One method of in-situ evaluation of fluid composition is described in WO 00/50876 and utilizes optical analysis of a fluid sample to evaluate fluid quality. The method utilizes optical density measurements to create data points to which are then used, by curve fitting techniques, to estimate an asymptotic value for the fluid density. This estimated asymptotic value is assumed to be the optical density of the wellbore fluid and is used to determine the amount of drilling fluid filtrate contamination in a sample. Optical density sensors work by transmitting a light of a specific wavelength through a fluid and measuring the optical absorption. The absorption of light as it travels through the fluid is greatly dependent on the type of hydrocarbons present in the fluid and on the wavelength of the light transmitted. Thus, the use of optical density sensors depends greatly on established knowledge of the type of hydrocarbons found in the formation fluid.

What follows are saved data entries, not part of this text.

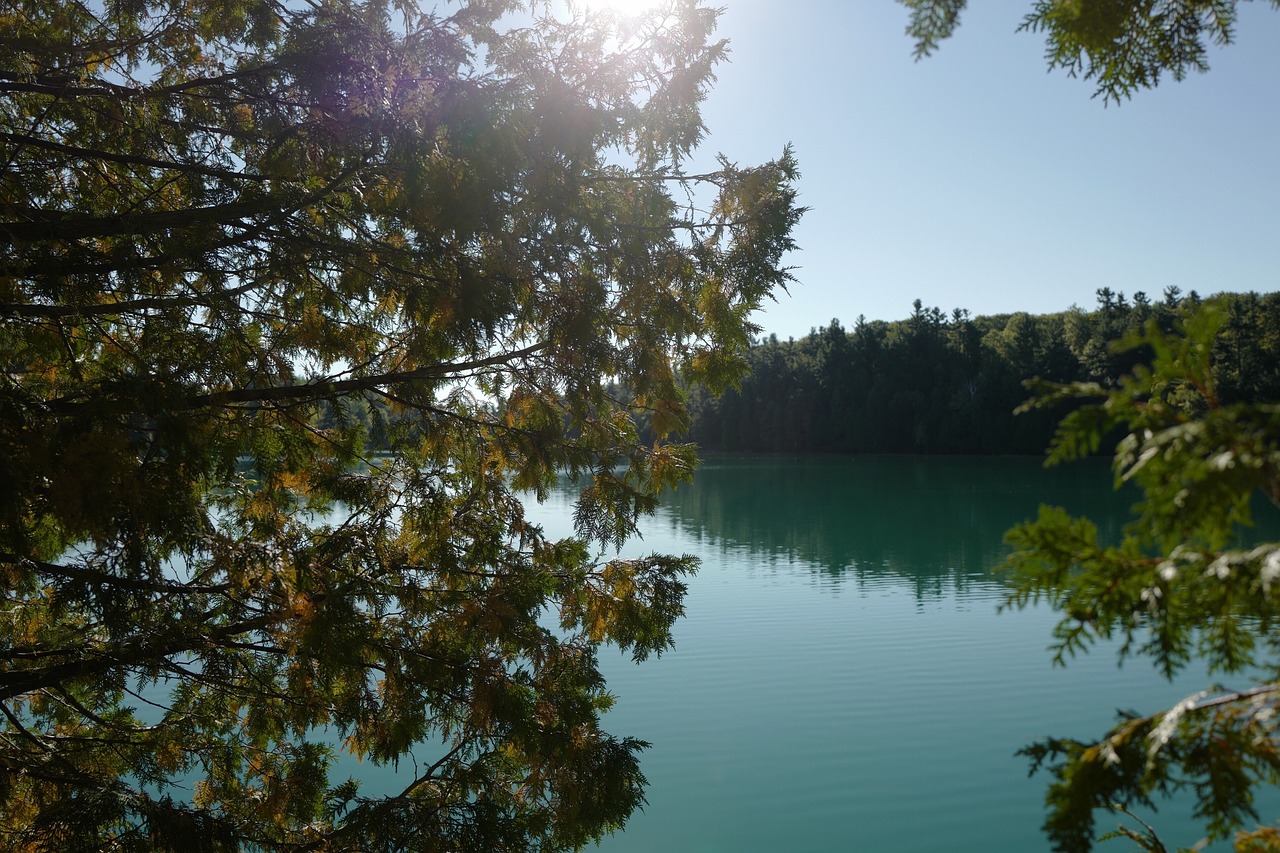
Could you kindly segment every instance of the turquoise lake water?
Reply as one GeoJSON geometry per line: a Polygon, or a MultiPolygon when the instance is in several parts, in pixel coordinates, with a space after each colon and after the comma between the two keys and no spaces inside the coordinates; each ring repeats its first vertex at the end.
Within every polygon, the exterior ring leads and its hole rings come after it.
{"type": "MultiPolygon", "coordinates": [[[[572,500],[557,491],[532,513],[567,534],[572,500]]],[[[991,568],[1005,529],[1041,502],[1114,534],[1133,500],[1105,464],[708,461],[624,549],[693,553],[702,569],[673,651],[638,665],[603,654],[618,697],[607,728],[653,746],[648,805],[600,849],[1048,849],[1048,777],[1028,778],[1014,753],[1095,737],[1117,708],[1157,710],[1208,679],[1170,684],[1108,649],[1055,668],[1055,615],[997,614],[991,568]]],[[[1171,849],[1200,837],[1189,811],[1149,816],[1171,849]]],[[[1100,831],[1116,822],[1099,817],[1100,831]]]]}

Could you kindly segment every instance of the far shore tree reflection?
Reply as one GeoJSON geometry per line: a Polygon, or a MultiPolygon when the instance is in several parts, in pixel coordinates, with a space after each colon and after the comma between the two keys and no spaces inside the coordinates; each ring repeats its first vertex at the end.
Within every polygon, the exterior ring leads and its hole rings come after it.
{"type": "Polygon", "coordinates": [[[704,460],[663,498],[690,532],[833,581],[901,578],[917,595],[999,583],[1002,536],[1041,503],[1088,510],[1117,537],[1128,492],[1104,460],[1045,469],[1031,457],[738,457],[704,460]]]}

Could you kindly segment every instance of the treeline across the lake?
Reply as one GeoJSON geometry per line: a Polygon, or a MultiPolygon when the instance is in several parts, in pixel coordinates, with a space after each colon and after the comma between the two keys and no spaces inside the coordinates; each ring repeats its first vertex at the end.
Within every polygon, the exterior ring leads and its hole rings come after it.
{"type": "MultiPolygon", "coordinates": [[[[702,449],[764,453],[1042,453],[1063,411],[1020,415],[1025,380],[1113,384],[1149,356],[1116,342],[1197,310],[1194,291],[1126,298],[1103,288],[1094,310],[972,317],[920,300],[905,320],[838,320],[799,340],[751,349],[737,391],[689,394],[687,438],[702,449]]],[[[1220,294],[1215,343],[1224,402],[1280,400],[1280,294],[1220,294]]]]}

This method also assumes an additional function for the change in optical density that is used to predict the asymptote and requires that the fluid be analyzed for a significant period of time before the end point (formation fluid property) can be established. Therefore, optical density evaluation does not provide real-time quantitative assessment of the fluid composition.

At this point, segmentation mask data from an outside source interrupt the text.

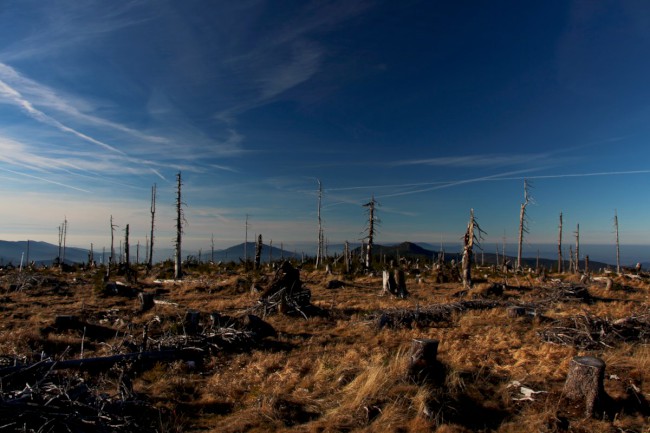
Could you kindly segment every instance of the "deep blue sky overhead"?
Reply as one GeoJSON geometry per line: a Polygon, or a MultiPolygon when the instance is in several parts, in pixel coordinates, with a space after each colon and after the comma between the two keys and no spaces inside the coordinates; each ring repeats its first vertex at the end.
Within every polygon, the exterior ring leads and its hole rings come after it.
{"type": "Polygon", "coordinates": [[[650,243],[647,1],[0,0],[0,238],[650,243]]]}

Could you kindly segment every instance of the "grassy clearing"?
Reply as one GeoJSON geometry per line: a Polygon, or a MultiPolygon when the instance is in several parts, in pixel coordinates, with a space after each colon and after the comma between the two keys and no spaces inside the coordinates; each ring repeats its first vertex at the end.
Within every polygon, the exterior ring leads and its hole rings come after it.
{"type": "MultiPolygon", "coordinates": [[[[10,290],[15,275],[1,277],[0,355],[79,357],[78,332],[41,332],[62,314],[117,330],[105,341],[84,340],[86,357],[113,353],[141,338],[144,324],[150,324],[152,338],[178,332],[188,309],[205,313],[204,321],[211,312],[241,315],[259,296],[251,286],[272,276],[206,267],[162,286],[141,277],[141,287],[162,289],[161,299],[168,303],[140,313],[136,299],[103,296],[93,272],[36,274],[51,281],[10,290]],[[54,281],[65,284],[65,290],[54,290],[54,281]]],[[[312,303],[327,315],[273,315],[266,320],[278,336],[259,347],[219,352],[199,367],[180,361],[158,364],[135,376],[134,391],[166,409],[166,431],[650,432],[647,343],[620,342],[582,351],[545,343],[538,336],[551,321],[578,314],[611,320],[647,314],[650,285],[643,280],[617,278],[609,291],[600,283],[590,284],[593,302],[546,303],[542,317],[512,318],[505,308],[492,308],[458,312],[430,327],[378,329],[378,312],[456,302],[460,285],[435,284],[424,275],[419,284],[408,280],[409,298],[395,299],[380,296],[381,277],[305,271],[301,279],[312,292],[312,303]],[[346,285],[328,290],[332,278],[346,285]],[[442,379],[435,384],[420,386],[407,377],[414,338],[440,341],[442,379]],[[584,419],[563,398],[569,362],[576,355],[598,356],[607,363],[605,389],[616,403],[613,417],[584,419]],[[543,392],[532,401],[517,400],[520,386],[543,392]]],[[[510,279],[502,294],[494,294],[491,284],[502,278],[490,276],[465,299],[531,304],[553,293],[532,278],[517,280],[510,279]]],[[[568,280],[578,282],[575,277],[568,280]]]]}

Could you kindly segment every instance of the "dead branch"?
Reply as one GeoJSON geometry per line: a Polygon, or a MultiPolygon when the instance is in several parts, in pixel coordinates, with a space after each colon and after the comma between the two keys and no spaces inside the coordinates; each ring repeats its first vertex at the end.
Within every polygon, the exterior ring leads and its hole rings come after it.
{"type": "Polygon", "coordinates": [[[650,342],[650,309],[618,320],[585,313],[554,322],[538,332],[547,343],[582,350],[611,348],[622,342],[650,342]]]}

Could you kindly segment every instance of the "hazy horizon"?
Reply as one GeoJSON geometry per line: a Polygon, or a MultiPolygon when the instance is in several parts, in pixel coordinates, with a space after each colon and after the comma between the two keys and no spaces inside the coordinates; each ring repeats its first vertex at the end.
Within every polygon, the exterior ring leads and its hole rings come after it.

Mixing laws are mathematical relationships that have been used to quantify the components of a mixture and describe a property of a mixture in terms of the properties of the constituents. Thus, a the application of a mixing law may allow for the property of the mixture to be predicted if the weighting functions for the constituents, and the properties of the constituents are known. For example, mixing laws have been applied to predicting a variety of properties, including the dielectric properties of mixtures, J. P. Calame, et al, First World Congress on Microwave Processing, Jan. 5–9, 1997, and density of a rock formation as described in http://appliedgeophysics.berkeley.edu:7057/gravity/grav23.pdf.
Consequently, there still exists a need for a method for real-time quantitative assessment of the composition of fluid in a wellbore where little or no information may be available about the formation fluid. The present invention is directed to improved methods for determination of fluid composition in a wellbore that seek to overcome these and other limitations of the prior art.